One can point to the amount of money some 2008 presidential candidates raised strictly from online donations. President Barack Obama can point to more than three million online contributors who donated millions of dollars over the Internet.
"Obama's campaign was one of the best political operations on the Internet this country has ever seen," Bergeron said.
Bergeron believes within a decade the Internet will dominate all other news media in delivering information to the public.
"For the future, the national (Republican) party will have to adapt to using the Internet," he added.
Regarding local politics in Baton Rouge, he said almost every political candidate who ran for election recently had an Internet presence.
"And the ones who won were usually the ones who did it best," Bergeron said. "The Internet helps you target people much better than TV or newspapers. You know who you are talking to and it's much more personal."
Bergeron began his web site with a list of 8,000 people who are currently involved in the political arena around the Baton Rouge area.
Now, that "opinion leader database" has grown to over 28,000 people all over the state.
A recent Pew Research survey found that more than one third of the electorate receives the majority of their political information from the Internet, Bergeron said.
"The online community in its many diverse forms is quickly evolving into the primary place where public opinion is tested and shaped," he said.
"This (medium) helps get your word out to the people who are most interested. They are all over the Internet."

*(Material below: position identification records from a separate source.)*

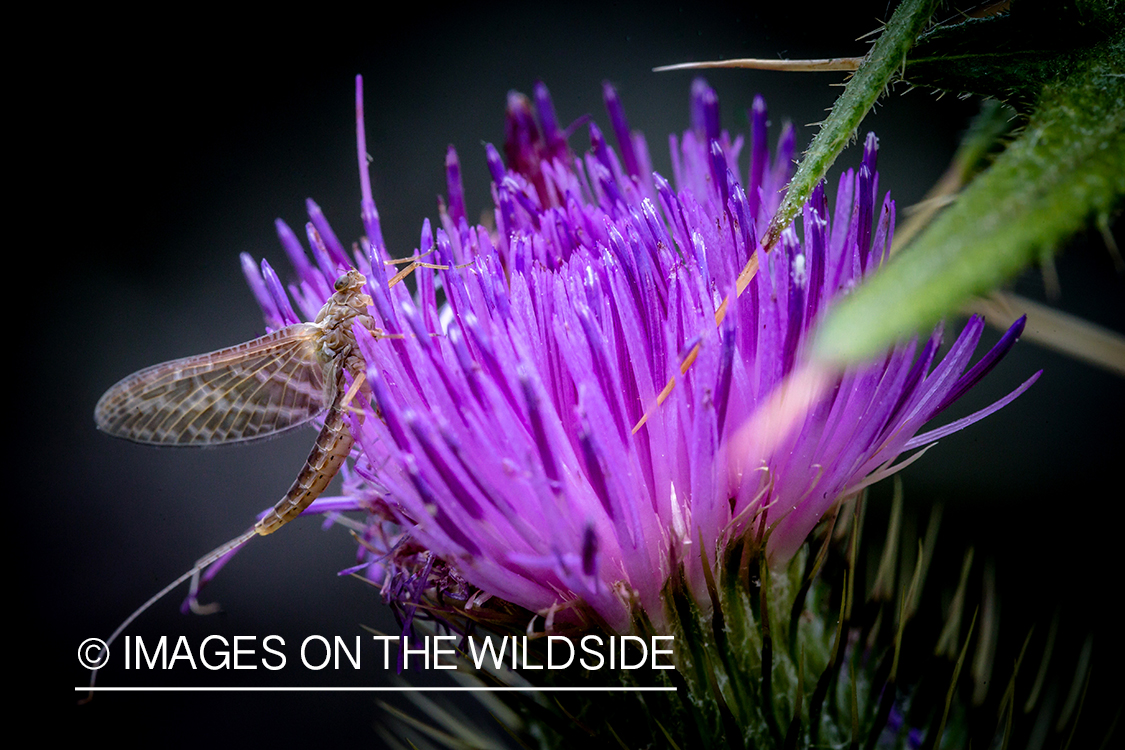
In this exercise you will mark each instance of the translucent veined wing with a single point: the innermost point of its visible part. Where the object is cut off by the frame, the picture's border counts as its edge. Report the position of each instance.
(239, 394)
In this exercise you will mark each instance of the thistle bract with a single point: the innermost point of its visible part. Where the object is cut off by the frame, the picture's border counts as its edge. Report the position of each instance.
(567, 413)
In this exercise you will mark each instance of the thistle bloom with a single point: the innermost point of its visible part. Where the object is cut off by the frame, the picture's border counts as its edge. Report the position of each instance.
(501, 452)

Bergeron works with groups such as Blueprint Louisiana, La Ethics1, Louisiana School Choice and the Baton Rouge Chamber of Commerce to spread their message about certain issues. Political candidates also use Bergeron's firm to reach voters during their campaigns.
"Over the past few years, working with the best public relations people in the state, this firm has counted among its clients dozens of successful political candidates from governor to police juror," he said.
He said it is all about building a fan base for political candidates as well as any issue that is important to people.
"Political campaigning on the Internet is no longer about just setting up a web site and hoping the voters visit it," Bergeron said.
Bergeron also offers a variety of news stories around the state from other media, including The Ouachita Citizen, on the web site www.lanewslink.com.